Question 6.14: Problem: An adiabatic compressor with an isentropic efficien...
Problem: An adiabatic compressor with an isentropic efficiency of 80% takes air flowing at a rate of 0.5 kg / s from 90 kPa and 22 °C to 800 kPa.
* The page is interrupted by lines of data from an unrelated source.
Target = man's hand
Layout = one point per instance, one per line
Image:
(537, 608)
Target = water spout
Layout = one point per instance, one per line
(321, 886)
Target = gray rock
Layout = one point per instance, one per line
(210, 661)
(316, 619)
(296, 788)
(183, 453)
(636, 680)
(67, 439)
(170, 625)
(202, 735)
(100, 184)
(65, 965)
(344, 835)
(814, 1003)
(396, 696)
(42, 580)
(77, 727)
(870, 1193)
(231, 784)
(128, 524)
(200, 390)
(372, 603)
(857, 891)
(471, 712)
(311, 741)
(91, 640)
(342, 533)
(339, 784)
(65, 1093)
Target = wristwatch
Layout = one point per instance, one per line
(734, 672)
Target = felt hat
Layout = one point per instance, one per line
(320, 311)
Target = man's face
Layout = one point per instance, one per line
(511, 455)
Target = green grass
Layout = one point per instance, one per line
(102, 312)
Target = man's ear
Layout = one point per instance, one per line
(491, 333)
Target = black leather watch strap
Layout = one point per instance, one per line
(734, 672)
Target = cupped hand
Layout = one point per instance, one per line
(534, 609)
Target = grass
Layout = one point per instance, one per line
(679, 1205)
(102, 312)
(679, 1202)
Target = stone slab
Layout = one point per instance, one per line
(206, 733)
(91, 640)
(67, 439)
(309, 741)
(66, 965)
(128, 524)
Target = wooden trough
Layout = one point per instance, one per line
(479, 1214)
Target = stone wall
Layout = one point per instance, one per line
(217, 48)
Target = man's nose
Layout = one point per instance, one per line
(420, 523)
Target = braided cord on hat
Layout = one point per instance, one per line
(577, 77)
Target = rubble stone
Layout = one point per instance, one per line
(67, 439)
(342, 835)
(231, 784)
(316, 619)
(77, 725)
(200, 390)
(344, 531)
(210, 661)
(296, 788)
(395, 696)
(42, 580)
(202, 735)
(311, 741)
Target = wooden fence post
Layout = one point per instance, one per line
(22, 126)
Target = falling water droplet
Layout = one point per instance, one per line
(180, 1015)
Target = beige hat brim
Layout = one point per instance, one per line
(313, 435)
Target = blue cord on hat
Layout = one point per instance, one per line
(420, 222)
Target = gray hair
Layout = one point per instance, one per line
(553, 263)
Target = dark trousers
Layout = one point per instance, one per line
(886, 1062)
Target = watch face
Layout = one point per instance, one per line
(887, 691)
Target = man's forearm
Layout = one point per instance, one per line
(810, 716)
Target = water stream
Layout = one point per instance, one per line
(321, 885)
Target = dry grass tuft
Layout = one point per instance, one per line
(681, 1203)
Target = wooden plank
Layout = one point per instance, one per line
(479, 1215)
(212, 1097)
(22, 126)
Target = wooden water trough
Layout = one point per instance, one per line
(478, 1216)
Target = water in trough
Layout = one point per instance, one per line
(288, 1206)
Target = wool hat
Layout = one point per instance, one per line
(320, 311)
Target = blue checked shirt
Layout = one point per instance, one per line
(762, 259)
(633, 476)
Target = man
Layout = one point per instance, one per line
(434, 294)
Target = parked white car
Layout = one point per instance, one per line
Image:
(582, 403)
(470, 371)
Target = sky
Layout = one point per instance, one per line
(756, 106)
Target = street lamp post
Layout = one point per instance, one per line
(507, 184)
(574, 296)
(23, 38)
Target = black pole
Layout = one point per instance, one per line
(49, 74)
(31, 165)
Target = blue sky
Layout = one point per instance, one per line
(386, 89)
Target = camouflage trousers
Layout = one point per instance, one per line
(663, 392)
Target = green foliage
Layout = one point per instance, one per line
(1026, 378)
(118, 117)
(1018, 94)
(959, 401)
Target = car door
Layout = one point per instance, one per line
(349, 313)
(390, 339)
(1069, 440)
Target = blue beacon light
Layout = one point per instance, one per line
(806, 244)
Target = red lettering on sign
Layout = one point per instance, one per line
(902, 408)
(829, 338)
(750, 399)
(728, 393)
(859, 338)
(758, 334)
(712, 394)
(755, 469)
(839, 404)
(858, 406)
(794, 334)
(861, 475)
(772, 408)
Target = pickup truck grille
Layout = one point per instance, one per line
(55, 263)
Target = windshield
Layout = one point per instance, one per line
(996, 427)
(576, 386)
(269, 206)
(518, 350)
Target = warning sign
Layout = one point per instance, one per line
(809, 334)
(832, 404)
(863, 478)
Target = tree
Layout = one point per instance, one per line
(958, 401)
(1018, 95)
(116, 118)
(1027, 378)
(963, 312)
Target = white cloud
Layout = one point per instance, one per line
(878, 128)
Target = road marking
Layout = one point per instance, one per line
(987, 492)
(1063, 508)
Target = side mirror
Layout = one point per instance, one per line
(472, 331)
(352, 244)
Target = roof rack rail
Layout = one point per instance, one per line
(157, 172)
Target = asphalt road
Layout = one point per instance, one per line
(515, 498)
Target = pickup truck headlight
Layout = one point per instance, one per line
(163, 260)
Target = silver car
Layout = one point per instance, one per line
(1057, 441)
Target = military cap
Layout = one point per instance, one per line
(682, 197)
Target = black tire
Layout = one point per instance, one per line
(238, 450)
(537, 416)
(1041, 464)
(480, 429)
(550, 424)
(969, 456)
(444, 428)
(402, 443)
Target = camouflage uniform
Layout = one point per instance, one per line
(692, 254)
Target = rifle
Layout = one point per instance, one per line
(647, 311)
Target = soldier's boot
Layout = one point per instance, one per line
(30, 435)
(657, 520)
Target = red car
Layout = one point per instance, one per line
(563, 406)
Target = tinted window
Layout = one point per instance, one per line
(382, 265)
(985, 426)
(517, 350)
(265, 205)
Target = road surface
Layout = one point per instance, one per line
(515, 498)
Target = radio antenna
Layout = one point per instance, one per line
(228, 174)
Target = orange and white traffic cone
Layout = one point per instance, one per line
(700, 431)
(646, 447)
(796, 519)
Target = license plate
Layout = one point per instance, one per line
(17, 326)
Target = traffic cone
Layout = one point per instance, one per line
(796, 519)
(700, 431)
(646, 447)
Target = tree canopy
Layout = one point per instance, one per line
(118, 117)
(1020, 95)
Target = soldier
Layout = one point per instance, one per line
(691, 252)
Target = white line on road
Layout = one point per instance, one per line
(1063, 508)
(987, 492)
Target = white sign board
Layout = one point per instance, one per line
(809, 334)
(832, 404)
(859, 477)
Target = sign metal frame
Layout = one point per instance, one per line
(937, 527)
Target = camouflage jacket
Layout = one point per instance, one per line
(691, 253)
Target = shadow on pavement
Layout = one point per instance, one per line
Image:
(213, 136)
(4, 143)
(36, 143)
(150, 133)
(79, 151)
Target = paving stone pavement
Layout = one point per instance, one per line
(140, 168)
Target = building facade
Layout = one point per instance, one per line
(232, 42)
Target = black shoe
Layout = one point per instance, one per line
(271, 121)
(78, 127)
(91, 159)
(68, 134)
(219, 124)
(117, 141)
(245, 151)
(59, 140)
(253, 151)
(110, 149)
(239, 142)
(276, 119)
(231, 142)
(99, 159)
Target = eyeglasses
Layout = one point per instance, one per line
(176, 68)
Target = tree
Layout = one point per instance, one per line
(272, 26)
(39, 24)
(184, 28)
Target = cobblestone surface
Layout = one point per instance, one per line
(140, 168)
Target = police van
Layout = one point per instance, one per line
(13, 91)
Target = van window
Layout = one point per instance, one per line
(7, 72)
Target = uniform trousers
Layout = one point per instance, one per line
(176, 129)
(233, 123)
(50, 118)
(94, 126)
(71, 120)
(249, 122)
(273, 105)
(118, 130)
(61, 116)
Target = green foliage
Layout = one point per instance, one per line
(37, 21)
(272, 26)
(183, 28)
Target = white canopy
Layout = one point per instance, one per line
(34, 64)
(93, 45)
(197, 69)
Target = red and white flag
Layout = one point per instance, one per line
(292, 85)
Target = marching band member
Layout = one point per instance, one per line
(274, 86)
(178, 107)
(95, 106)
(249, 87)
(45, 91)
Use the air table to find the exit temperature of the air and the power input required to drive the compressor.
Find: Exit temperature T_2 of air and power required \dot{W} .
Known: Mass flow rate \dot{m} = 0.5 kg / s, inlet pressure P_1 = 90 kPa, inlet temperature T_1 = 22 °C = 295.15 K, outlet pressure P_2 = 800 kPa, isentropic efficiency η_c = 80%.
Governing equations:
Power of compressor \dot{W} _c=\dot{m} (h_i-h_e)
Isentropic compressor efficiency \eta _c=\frac{h_{2s}-h_1}{h_2-h_1}
Pressure ratio (isentropic) P_{r2}=P_{r1}\left\lgroup\frac{P_2}{P_1} \right\rgroup
Properties: Air at 295 K (approximation) has specific enthalpy h_1 = 295.17 kJ / kgK (Appendix 7), relative pressure P_{r1} = 1.3068 (Appendix 7).
Find the final relative pressure of the process,
P_{r2}=P_{r1}\left\lgroup\frac{P_2}{P_1} \right\rgroup =1.3068 \left\lgroup\frac{800 \ kPa}{90 \ kPa} \right\rgroup =11.6160.
Interpolating from the air tables (Appendix 7), the corresponding enthalpy value is h_{2s} = 552.083 kJ / kg.
The actual exit enthalpy is
h_2=\frac{h_{2s} – h_1}{\eta _c} + h_1 =\frac{552.083 \ kJ/kg – 295.17 \ kJ/kg}{0.8} +295.17 \ kJ/kg=616.311 \ kJ/kg.
Interpolating again from the air tables, the corresponding exit temperature is T_2 = 608.840 K.
The work required is
\dot{W} _c=\dot{m} (h_2 – h_1)=0.5 \ kg/s (616.311 \ kJ/kg – 295.17 \ kJ/kg)=160.571 \ kW.
Answer: The exit temperature is 609 K and the power required is 160.6 kW.